En plus du nucléaire, l’autre problème est celui de la drogue. L’économie de l’opium représente 3 milliards de dollars soit 60 % du PIB officiel de l’Afghanistan. L’économie de régions entières, en particulier celle du Helmand, repose sur l’opium. Outre les dégâts importants dans les pays industrialisés, les dérivés de l’opium commencent à constituer un problème local essentiel, y compris en Iran.
L’historique de l’intervention en Afghanistan est brièvement rappelé ainsi que la séparation rapide entre la Fias et la population : les taliban se substituent au gouvernement, en particulier pour rendre justice selon la charia. Il semble que l’Otan se soit engagée dans l’aventure pour se donner une raison d’exister, mais n’a ni les moyens, ni la solidarité, ni l’appui des civils nécessaires pour réussir. L’auteur rappelle la vie politique pakistanaise de ces dernières années, avec la réélection du président Musharraf, le retour de Benazir Bhutto et son assassinat le 27 décembre 2007, les efforts de la Cour suprême pour invalider le président Musharraf, sa démission le 18 août 2008 ainsi que l’organisation des nouvelles élections.
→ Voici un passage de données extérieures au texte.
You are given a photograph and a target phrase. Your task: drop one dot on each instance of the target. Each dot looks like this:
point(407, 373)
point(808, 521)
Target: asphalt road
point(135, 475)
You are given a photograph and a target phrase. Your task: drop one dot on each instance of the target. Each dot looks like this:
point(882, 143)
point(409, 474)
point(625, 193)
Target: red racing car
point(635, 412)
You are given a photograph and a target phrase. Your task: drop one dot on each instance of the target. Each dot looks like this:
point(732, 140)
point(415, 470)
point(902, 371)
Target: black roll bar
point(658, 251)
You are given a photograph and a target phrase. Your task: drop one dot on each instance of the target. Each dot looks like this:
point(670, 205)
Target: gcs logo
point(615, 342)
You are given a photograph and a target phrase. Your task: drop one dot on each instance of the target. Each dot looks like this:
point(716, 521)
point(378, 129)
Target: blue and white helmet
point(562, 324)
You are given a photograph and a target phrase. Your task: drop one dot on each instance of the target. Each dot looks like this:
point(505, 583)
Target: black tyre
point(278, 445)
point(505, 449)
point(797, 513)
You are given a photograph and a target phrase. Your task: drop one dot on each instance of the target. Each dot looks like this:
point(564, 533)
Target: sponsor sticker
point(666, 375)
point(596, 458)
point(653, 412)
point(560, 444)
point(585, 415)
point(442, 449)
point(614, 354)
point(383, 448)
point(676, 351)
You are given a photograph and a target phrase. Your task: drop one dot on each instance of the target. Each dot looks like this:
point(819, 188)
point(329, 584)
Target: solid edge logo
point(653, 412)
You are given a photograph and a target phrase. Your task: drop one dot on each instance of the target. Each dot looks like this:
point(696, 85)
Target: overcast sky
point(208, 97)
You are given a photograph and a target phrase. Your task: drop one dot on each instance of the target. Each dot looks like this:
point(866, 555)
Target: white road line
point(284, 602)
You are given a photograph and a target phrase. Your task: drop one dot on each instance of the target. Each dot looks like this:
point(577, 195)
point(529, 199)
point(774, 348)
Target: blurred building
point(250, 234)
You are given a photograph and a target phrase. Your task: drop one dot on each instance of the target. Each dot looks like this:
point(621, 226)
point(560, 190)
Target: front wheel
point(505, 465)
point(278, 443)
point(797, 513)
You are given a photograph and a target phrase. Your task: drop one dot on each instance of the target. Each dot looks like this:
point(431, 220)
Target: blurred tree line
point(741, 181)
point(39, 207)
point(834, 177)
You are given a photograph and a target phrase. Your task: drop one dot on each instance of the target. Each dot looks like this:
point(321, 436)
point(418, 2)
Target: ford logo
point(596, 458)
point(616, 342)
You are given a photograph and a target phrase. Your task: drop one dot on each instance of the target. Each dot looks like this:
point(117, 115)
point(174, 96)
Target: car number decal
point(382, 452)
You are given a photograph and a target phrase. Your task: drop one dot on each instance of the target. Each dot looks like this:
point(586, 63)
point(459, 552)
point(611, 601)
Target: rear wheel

Depuis l’écriture du livre, les récents sondages, en montrant le peu de popularité du président Zardari, veuf de Benazir Bhutto, donnent totalement raison à l’ouvrage. La question de l’Afghanistan et du Pakistan a d’ailleurs fait tomber plusieurs gouvernements engagés dans l’aventure afghane : à Rome, Romano Prodi en février 2007, rétabli mais resté fragile ; à Tokyo, Shinzo Abe en septembre 2007.
L’auteur dénonce les tensions en Afghanistan entre forces nationales dans l’Otan dont les missions et les contraintes d’emploi sont différentes. Rappelons la mort de 10 soldats français, à proximité de Kaboul, le 18 août 2008, et les blessures de 21 autres. Dans les Fata, les taliban reprennent toutes les positions de l’armée et assument les fonctions régaliennes. Les attentats de Bombay ont fait 170 morts du 26 au 29 novembre 2008. Tous les terroristes étaient des Pakistanais du Lashkar-i-Taiba. Les infiltrations de terroristes pakistanais ont aussi repris au Cachemire. Cependant, de nombreuses attaques américaines ciblées grâce aux renseignements ont permis d’abattre plusieurs chefs taliban.
En 2008, l’Irak a coûté 12,5 milliards de dollars par mois, et l’Afghanistan 3,5 milliards par mois, aux seuls États-Unis, sans compter les dépenses des autres nations. La saignée financière dépasse donc celle de la guerre du Vietnam et repose sur un financement basé sur l’endettement et non pas sur l’impôt. La situation financière constitue donc la menace constante d’une crise. Problème supplémentaire : « l’Ouzbékistan est un baril de poudre » et toute l’Asie du centre risquerait de s’embraser.
L’ouvrage, souvent engagé dans sa critique, est clair. En rappelant les données historiques et sociologiques, il concourt, au moins, à faire connaître les hypothèses de départ pour réfléchir aux stratégies possibles d’évolution.